A coisa se complica mais ao entrarmos nos mecanismos financeiros propostos: passam pelas conhecidas parcerias público-privadas, fontes inovadoras de financiamento como o mercado de carbono, emissão de títulos, permissões de emissões nos esquemas de cap and trade (limite e comércio) e subsídios públicos. Também suscitam a possibilidade de um mercado global de créditos de carbono provenientes da mitigação agrícola e da criação de seguros e resseguros agrícolas que combinariam ações de risco sobre as potenciais perdas devido às catástrofes climáticas.
Apesar de tantas saídas pela via do mercado, a iniciativa da agricultura inteligente critica o Mecanismo de Desenvolvimento Limpo (MDL). Este mecanismo oficializou o mercado de carbono nos países membros do Protocolo de Kyoto. Ele não inclui o sequestro de carbono do solo, que é a principal resposta da proposta agricultura inteligente para promover a mitigação e nem mesmo fala da agricultura como uma categoria. Entre os argumentos para não incluir o MDL como fonte de financiamento está a constatação de que o mecanismo não seria efetivo para uma transformação da economia dos países em desenvolvimento e de que ele impõe altos custos de transição. Apesar de tais conclusões, a proposta insiste em argumentos típicos do mercado de carbono, a exemplo da afirmação de que o financiamento agrícola poderia aumentar até cinco vezes seu valor se estivesse vinculado a este mercado. Assim, as saídas propostas passam pelo pagamento por serviços ambientais e pelo sequestro de carbono do solo – visto por alguns defensores do pacote da economia verde como “nova revolução verde” já que, supostamente, aumentaria a produtividade.

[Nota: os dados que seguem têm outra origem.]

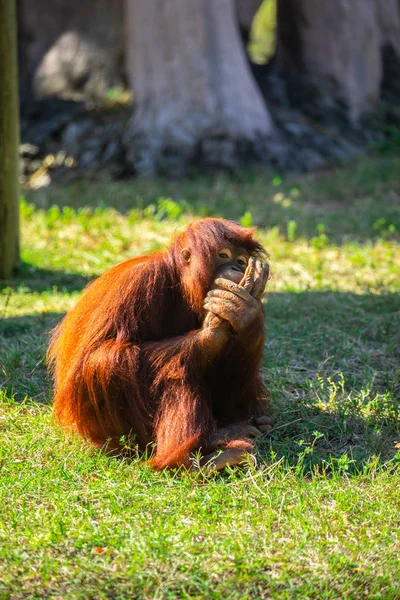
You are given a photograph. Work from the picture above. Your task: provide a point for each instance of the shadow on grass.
(35, 279)
(331, 366)
(359, 202)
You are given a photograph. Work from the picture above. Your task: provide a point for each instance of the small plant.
(292, 231)
(247, 219)
(321, 240)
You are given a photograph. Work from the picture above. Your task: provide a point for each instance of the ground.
(315, 512)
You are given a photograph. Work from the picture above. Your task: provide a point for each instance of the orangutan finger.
(248, 277)
(224, 310)
(226, 295)
(234, 288)
(215, 461)
(258, 280)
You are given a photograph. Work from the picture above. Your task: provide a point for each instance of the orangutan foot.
(236, 431)
(263, 423)
(219, 459)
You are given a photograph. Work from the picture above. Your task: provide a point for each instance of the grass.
(315, 514)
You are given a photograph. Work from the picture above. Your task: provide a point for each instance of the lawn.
(316, 512)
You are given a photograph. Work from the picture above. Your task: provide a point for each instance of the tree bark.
(245, 11)
(195, 99)
(330, 52)
(70, 48)
(388, 16)
(9, 126)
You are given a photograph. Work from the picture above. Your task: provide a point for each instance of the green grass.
(315, 513)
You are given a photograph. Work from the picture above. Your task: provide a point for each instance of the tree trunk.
(9, 162)
(245, 11)
(330, 52)
(388, 15)
(195, 99)
(70, 48)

É fundamental fortalecer e aprofundar estes argumentos na agenda de organizações e movimentos sociais. A agricultura deve sim entrar com mais força nas negociações de clima, mas, antes disso, é fundamental debater de que maneira a agricultura entra no debate e quais os perigos das propostas “climaticamente inteligentes”.
Resistir que a agricultura sirva como novo ouro verde para as falsas soluções à crise climática é primordial para que não se promovam novos mecanismos que terão forte impacto no modo de vida dos agricultores e agriculturas familiares e camponeses e camponesas e em seus territórios. Além disso, suas verdadeiras soluções não devem ser usurpadas e transformadas em novos mercados de carbono que fortaleçam as especulações e o livre jogo do mercado financeiro, nem pretendam compensar a sociedade global dos grandes contaminadores do mundo.